TL;DR

KIP-1150 introduces Diskless Kafka topics that write directly to S3 instead of replicating between brokers. It literally reduces costs by 5x+ off of the most optimized Kafka deployment (10x+ otherwise) and brings operational benefits for diskless topics like: no disk management headaches, instant broker scaling, and simplified load balancing. The trade-off is slightly higher latency (a projected end to end p99 latency of ~1-2s vs traditional Kafka’s < 100ms).

The feature has been out in proprietary Kafka implementations for two years now, but the difference now is that it is open-source. This means you can actually pocket the difference in savings.

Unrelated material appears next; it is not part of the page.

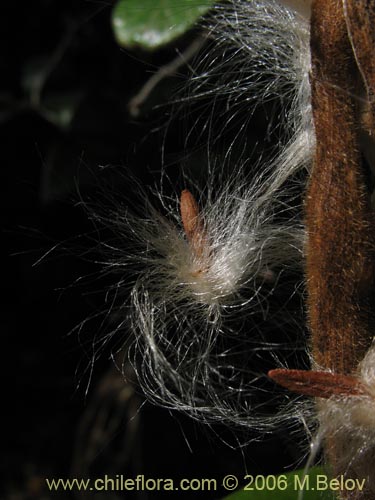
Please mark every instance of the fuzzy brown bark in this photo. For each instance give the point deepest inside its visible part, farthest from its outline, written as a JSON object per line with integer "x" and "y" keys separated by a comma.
{"x": 340, "y": 252}
{"x": 340, "y": 246}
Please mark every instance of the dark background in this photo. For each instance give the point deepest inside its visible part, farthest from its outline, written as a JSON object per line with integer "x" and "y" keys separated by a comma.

System Per Day Per Month (30 days) Per Year (365 days) Latency (p99 e2e) Supports Classic + Diskless
Freight (Confluent) $5,887.92 $179,637.60 $2,149,091.00 < 2s ❌
Classic Kafka (Tiered) $2,894.66 $88,004.00 $1,056,048.00 < 100ms ✅
Diskless Kafka (KIP-1150) $522.33 $15,666.9 $190,650.45 < 2s ✅

⚠️ This blog is a supplement to the Diskless Topics newsletter edition - https://blog.2minutestreaming.com/p/diskless-kafka-topics-kip-1150

To keep it consistent with the Kafka example used later in the newsletter, we assume:

Producers: 500 MB/s in
Consumers: 1500 MB/s out
7 days retention

Freight Comparison

Confluent Freight is a direct comparison to diskless topics, with the following benefits and drawbacks:

✅ it is completely self-hosted. You spend no effort in setting it up or managing it.
❌ it only supports slow topics. You can’t have fast and slow topics in the same cluster.

We will compare infra costs.

Why this comparison?

It’s not a fair comparison. Freight is a SaaS. Diskless would be self-hosted, which means you need to manage everything and use engineering resources to set it up and maintain it.

All vendors like to boast TCO savings while taking into account the reduction of number of engineers required to maintain the cluster. I am personally a bit skeptical of these claims, because I think most of the Kafka engineers’ work goes into setting up security, managing company-wide conventions, documentation, supporting app developers with best practices/etc. - and a managed service doesn’t take all that away from you.

As for why Freight - well, it’s just the most egregious example of these diskless solutions. Every vendor is expensive and I don’t mean to make Confluent stand out here. I’ve compared WarpStream before too, which is one of the cheapest vendors. (now owned by Confluent too though)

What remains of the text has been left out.